When asked why the Department of Education's current counsel is not sufficient for overseeing the process, Linger said "people don't understand there's a difference between the board and the department," and said he's worried about a potential conflict of interest.
"Given the fact that the subject is a search for a superintendent, I felt that it might put the legal people that work for the department, who report to Phares, in an awkward situation," Linger said. "In these kinds of situations, when we're dealing with high-level executives within the department -- specifically the superintendent -- it just seems like it would be more appropriate not to put employees in that kind of a conflict position."
"I thought it was only fair to them and the system," he said.
Linger has long voiced a concern for a clearer distinction between the state school board and the Department of Education, saying it's an issue he "was concerned about the entire time I was president."
That push for more autonomy was the thrust of his argument when the board hired its first-ever director of operations in March, at $104,000-a-year. Then, the state's teachers unions protested, complaining of too much bureaucracy in the public school system.
Linger recently finished his two-year presidential term and has been replaced by Gayle Manchin, wife of Sen. Joe Manchin, D-W.Va. Linger will continue to serve as a board member through 2017.
Morrisey's office said it is seeking outside counsel because it does not have specific expertise in education and employment law, and the decision is "both cost-effective and in the interest of the public."
Other reasons cited in Morrisey's Request for Proposal for legal services, dated July 23, include not enough resources and impending deadlines.

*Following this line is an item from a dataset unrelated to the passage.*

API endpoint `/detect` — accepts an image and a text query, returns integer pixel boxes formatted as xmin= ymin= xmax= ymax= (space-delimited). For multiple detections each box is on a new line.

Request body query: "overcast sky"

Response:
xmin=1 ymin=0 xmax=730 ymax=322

"Seeking outside counsel for a complex issue -- including ensuring that a nationwide search is done in accordance with all West Virginia laws, ethical regulations and policies -- is not uncommon, if that is what the agency and its general counsel believe to be best for the state as a whole," Morrisey spokeswoman Beth Ryan wrote in an email Wednesday.
The deadline for law firms to bid for the job is Friday.
Linger said, because the state's past school boards have made mistakes in searching for a superintendent, it's better to be safe than sorry, pointing to when the board bungled its search for a new superintendent in 2000.
After paying a search firm $30,000 to find a replacement for former superintendent Hank Marockie, the results came back with unqualified prospects.
"They spent all that money," Linger said, "and all that money was wasted."